Ketahuilah bahwa dien
ini hanya tegak di atas pundak orang-orang yang memiliki ‘azam yang kuat. Ia tidak akan tegak di atas pundak orang-orang
yang lemah dan suka berhura-hura, tidak akan pernah!
Dien (=agama) yang agung ini
hanya akan tegak di pundak orang-orang yang agung pula.
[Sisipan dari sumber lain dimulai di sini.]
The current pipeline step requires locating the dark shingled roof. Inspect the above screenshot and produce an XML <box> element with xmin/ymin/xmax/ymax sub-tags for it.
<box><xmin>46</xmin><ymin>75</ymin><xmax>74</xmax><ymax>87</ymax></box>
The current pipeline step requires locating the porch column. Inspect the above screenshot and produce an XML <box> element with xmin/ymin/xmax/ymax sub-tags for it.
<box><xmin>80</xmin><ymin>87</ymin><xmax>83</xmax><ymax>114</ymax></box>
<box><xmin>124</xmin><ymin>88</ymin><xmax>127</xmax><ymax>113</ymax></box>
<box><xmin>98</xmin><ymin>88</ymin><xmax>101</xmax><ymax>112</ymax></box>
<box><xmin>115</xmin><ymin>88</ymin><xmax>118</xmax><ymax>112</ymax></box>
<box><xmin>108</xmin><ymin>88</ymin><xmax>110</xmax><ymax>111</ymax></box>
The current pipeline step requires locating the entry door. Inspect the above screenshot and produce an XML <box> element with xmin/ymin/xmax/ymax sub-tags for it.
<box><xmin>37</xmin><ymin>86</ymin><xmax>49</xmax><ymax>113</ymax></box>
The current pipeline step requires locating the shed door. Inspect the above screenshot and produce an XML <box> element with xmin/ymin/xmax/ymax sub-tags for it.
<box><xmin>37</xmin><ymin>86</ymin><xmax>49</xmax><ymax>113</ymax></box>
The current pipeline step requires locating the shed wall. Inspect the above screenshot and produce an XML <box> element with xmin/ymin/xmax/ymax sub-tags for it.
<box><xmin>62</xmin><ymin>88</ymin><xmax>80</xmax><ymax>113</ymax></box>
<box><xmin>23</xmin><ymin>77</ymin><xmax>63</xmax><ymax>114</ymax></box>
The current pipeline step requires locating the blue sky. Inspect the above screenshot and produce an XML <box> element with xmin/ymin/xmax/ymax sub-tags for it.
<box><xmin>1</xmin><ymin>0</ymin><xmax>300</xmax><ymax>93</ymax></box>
Tanggung jawab besar
yang sempat dienggani oleh langit dan bumi, pasti hanya akan dipikul oleh
ahlinya, rijalnya.
Bagaimana mungkin Islam akan tegak tanpa ‘azam seteguh ‘azam Anas bin Nadlar yang pernah berkata,
“Sekiranya Allah memberi
kesempatan kepadaku untuk memerangi orang-orang musyrik, niscaya Dia akan
melihat apa yang aku lakukan.”
Lalu ia mengikuti perang
uhud, berperang, dan gugur di sana.
Pada tubuhnya didapati lebih dari 80 luka bekas anak panah, pedang, dan tombak.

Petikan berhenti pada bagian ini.